Mozilla Patched Two Critical Vulnerabilities In Firefox

Mozilla endeavors to play safe for its browsers by fixing the flaws as it spots them. Once again, Mozilla has patched critical vulnerabilities in Firefox and Firefox ESR browsers that potentially posed a serious security threat.

Mozilla Spotted Critical Vulnerabilities In Firefox Browsers

As disclosed in its security advisory, Mozilla patched two critical flaws in its Firefox browsers. The vulnerabilities allegedly affected Firefox and Firefox ESR posing a serious security threat. These vulnerabilities in Firefox browsers could allow an attacker to exploit sandboxed content processes.

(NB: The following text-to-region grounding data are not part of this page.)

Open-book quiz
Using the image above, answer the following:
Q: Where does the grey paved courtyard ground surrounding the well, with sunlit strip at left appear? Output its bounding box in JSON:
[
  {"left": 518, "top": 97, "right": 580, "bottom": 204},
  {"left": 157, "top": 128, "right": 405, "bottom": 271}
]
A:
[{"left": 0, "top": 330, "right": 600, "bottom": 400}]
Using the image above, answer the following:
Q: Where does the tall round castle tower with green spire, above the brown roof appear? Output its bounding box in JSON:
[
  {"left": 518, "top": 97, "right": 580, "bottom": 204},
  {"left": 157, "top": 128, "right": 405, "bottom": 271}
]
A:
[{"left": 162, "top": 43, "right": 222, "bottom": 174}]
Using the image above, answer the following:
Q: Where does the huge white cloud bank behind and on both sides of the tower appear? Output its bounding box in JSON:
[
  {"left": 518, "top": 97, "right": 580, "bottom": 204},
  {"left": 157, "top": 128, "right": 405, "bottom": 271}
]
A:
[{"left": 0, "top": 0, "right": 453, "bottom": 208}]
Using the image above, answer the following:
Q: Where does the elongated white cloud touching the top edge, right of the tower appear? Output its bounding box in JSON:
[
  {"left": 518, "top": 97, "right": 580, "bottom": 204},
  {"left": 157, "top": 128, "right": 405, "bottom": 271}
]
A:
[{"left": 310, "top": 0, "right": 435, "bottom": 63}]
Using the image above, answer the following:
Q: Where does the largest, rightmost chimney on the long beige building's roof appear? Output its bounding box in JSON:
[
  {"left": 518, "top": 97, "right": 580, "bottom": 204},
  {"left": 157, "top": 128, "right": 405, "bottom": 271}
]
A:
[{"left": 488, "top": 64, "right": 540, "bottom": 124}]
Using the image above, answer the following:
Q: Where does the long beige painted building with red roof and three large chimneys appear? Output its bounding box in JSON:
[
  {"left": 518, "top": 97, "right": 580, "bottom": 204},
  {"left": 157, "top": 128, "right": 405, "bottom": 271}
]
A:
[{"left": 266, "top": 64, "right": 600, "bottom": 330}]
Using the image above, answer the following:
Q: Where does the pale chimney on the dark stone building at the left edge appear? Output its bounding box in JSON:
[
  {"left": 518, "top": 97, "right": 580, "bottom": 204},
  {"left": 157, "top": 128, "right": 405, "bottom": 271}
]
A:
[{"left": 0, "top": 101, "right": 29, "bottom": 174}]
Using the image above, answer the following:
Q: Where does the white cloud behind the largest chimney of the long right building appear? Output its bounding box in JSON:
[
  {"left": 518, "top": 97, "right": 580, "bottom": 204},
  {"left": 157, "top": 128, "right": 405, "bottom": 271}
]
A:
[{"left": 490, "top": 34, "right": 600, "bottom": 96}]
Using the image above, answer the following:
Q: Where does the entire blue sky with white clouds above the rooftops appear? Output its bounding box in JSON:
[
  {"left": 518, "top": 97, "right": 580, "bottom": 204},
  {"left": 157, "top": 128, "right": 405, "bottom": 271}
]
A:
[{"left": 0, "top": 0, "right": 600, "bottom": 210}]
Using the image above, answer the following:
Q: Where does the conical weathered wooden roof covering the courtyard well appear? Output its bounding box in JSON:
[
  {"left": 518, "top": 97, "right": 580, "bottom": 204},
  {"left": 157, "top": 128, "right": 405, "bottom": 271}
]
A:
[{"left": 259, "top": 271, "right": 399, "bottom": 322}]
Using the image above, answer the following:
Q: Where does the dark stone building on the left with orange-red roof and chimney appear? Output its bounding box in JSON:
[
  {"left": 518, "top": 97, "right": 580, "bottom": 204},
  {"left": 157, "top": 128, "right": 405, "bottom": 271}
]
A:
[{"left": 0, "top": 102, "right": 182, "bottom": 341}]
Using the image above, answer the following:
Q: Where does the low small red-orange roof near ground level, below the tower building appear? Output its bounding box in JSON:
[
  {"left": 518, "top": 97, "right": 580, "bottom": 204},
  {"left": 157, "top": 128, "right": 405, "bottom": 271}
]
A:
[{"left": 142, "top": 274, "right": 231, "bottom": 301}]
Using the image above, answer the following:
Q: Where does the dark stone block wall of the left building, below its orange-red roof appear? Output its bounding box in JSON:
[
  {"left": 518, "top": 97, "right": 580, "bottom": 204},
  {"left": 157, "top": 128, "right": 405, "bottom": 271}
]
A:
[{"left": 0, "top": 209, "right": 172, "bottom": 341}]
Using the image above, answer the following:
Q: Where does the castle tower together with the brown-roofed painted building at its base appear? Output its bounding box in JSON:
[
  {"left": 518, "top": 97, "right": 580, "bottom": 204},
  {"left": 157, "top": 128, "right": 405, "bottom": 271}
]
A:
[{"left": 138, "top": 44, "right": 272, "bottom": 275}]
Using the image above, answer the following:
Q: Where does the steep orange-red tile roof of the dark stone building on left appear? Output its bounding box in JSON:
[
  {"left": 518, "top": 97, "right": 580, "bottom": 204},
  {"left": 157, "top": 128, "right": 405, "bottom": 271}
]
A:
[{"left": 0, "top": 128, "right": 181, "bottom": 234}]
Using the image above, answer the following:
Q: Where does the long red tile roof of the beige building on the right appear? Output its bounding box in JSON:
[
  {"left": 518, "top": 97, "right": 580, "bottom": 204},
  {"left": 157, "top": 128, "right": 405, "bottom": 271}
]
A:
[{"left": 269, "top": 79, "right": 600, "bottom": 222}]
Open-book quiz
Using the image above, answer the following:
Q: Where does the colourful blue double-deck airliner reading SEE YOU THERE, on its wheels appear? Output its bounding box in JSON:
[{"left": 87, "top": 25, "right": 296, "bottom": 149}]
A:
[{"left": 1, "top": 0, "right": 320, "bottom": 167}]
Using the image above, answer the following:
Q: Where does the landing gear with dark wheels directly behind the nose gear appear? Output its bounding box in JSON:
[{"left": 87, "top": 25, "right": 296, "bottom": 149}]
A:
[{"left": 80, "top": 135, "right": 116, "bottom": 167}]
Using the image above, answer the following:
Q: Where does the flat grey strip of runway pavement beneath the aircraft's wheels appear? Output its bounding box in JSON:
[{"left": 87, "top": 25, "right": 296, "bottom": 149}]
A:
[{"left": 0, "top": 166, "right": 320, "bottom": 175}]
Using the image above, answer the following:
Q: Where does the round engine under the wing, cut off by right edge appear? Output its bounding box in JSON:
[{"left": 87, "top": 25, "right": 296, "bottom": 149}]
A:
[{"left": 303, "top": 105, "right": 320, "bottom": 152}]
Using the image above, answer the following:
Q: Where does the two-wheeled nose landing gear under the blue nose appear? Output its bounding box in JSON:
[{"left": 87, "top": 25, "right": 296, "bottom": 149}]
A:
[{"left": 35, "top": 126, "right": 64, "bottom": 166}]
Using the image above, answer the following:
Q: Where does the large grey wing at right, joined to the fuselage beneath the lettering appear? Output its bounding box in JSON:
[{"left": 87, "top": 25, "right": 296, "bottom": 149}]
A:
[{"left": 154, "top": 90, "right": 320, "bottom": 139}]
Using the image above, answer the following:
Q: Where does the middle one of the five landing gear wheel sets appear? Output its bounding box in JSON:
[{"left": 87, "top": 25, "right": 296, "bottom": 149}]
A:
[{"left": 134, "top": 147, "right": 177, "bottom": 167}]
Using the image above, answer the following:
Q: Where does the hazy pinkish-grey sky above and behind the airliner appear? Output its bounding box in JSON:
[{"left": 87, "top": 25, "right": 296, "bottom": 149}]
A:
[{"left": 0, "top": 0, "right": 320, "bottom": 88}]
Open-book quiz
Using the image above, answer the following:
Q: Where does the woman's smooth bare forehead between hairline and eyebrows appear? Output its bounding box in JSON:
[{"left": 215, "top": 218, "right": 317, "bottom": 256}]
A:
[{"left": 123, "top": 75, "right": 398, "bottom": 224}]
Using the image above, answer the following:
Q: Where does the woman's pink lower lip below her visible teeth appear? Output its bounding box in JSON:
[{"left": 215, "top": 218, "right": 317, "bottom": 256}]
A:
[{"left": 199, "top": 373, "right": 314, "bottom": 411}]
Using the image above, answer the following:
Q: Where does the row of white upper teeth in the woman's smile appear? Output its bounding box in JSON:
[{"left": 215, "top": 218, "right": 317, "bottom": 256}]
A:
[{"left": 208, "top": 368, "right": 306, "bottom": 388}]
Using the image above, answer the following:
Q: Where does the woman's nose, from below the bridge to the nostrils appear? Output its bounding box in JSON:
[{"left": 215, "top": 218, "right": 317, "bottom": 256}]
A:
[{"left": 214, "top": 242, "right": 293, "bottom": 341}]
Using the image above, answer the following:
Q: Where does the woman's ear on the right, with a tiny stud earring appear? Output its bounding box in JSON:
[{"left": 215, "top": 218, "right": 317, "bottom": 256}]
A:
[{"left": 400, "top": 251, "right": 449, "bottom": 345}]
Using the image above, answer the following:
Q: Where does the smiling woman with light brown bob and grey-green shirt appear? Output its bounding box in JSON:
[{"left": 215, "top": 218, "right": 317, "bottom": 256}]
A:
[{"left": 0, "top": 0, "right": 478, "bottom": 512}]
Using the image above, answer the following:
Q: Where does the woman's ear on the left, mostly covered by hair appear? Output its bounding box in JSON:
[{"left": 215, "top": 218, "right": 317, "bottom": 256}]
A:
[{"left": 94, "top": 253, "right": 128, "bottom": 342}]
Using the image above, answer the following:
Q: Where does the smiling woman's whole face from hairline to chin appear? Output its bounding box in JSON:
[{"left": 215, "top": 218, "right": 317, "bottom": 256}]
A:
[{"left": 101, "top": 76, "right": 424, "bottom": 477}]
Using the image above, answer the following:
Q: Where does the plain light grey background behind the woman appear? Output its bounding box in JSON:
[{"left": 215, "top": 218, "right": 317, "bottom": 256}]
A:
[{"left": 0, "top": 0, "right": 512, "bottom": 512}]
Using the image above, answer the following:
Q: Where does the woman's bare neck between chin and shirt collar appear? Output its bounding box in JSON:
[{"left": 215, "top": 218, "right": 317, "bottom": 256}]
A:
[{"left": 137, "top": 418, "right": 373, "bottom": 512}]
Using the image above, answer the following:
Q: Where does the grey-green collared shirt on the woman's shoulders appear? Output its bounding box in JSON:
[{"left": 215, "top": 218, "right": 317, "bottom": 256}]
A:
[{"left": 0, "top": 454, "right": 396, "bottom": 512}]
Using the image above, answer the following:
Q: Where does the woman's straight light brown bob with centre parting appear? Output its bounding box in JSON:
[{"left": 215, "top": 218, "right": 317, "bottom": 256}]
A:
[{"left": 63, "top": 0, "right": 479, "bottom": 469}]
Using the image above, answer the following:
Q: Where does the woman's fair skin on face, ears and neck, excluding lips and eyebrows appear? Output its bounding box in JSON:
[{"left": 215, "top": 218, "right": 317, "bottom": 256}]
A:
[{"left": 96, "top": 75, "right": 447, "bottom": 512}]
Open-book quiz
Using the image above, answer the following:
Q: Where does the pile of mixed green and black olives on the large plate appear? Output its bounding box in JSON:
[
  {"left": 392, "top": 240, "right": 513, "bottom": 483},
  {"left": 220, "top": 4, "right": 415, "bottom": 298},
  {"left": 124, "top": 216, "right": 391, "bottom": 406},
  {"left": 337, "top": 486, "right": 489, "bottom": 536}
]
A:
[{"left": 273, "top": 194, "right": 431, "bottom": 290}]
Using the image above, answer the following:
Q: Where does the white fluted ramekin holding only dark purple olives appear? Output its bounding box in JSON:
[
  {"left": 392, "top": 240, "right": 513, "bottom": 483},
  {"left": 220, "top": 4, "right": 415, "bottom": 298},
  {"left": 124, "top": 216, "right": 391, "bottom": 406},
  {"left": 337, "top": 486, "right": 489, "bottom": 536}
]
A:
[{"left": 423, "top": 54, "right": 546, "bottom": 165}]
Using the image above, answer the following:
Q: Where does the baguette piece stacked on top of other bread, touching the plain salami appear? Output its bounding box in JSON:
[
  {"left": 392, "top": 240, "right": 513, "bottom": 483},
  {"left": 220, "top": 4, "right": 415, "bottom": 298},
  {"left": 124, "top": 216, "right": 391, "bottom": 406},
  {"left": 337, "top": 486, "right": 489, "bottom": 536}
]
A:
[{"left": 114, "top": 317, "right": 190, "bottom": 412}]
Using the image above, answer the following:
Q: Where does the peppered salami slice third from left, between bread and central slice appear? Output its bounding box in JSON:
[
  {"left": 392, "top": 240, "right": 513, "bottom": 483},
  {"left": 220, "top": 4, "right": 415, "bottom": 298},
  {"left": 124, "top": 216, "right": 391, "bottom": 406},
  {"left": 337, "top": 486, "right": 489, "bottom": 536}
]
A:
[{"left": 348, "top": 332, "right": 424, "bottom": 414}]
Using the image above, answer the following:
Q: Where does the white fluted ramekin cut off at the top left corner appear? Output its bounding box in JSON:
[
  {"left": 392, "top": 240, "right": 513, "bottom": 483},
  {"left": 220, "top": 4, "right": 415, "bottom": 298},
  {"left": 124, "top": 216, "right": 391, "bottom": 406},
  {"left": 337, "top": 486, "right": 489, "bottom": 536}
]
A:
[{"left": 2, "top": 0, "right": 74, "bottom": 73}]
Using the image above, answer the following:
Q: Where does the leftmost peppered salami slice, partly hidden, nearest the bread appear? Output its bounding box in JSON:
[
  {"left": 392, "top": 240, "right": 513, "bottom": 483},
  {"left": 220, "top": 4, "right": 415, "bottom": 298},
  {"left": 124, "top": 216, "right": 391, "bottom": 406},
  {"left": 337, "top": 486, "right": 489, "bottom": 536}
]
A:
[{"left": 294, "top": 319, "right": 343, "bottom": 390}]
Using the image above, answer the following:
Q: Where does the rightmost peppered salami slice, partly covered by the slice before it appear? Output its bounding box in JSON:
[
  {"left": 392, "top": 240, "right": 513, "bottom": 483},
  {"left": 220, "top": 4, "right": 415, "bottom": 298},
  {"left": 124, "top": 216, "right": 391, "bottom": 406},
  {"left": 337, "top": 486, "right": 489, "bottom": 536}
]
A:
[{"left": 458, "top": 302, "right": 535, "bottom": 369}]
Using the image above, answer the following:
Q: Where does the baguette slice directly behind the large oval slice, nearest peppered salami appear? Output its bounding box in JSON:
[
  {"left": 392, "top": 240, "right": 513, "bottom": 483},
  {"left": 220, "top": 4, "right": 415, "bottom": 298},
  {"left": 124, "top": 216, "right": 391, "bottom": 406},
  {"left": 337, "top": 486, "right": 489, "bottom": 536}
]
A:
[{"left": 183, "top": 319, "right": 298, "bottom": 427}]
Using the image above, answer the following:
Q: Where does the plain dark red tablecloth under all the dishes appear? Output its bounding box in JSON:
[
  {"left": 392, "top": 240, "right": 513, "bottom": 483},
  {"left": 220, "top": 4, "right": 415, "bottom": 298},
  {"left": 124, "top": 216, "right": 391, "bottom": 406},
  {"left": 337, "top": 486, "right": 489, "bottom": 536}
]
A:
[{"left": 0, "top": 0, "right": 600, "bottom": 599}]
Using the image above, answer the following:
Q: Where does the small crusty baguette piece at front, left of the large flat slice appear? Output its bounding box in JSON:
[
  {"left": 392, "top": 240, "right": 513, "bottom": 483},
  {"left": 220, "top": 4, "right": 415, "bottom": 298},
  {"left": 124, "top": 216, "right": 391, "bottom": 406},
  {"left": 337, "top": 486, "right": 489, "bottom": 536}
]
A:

The first vulnerability that Mozilla reports relates to Type confusion in JavaScript, which received CVE number CVE-2018-12386, attaining a critical severity level. While describing how it would trigger a remote attack, Mozilla explained:

“A vulnerability in register allocation in JavaScript can lead to type confusion, allowing for an arbitrary read and write. This leads to remote code execution inside the sandboxed content process when triggered.”

Whereas, the second vulnerability, “stack out-of-bounds read in Array.prototype.push” (as named by RedHat), could leak memory address triggering an attack. As explained in Mozilla’s advisory regarding the CVE-2018-12387 flaw,

“A vulnerability where the JavaScript JIT compiler inlines Array.prototype.push with multiple arguments that results in the stack pointer being off by 8 bytes after a bailout. This leaks a memory address to the calling function which can be used as part of an exploit inside the sandboxed content process.”

Patched Versions Released

The vendors came to know of the said vulnerabilities after receiving reports from three different researchers via the SecuriTeam Secure Disclosure program by Beyond Security. Consequently, Mozilla patched the bugs in its latest browser versions, Firefox 62.0.3 and Firefox ESR 60.2.2. Thus, users of Firefox and Firefox ESR browsers could protect themselves from these vulnerabilities by simply updating the patched versions.

Mozilla appeared pretty active this week as it patched multiple security flaws in various products. Right after these fixes, the vendors also released several patches for the vulnerabilities affecting Mozilla’s email client, Thunderbird.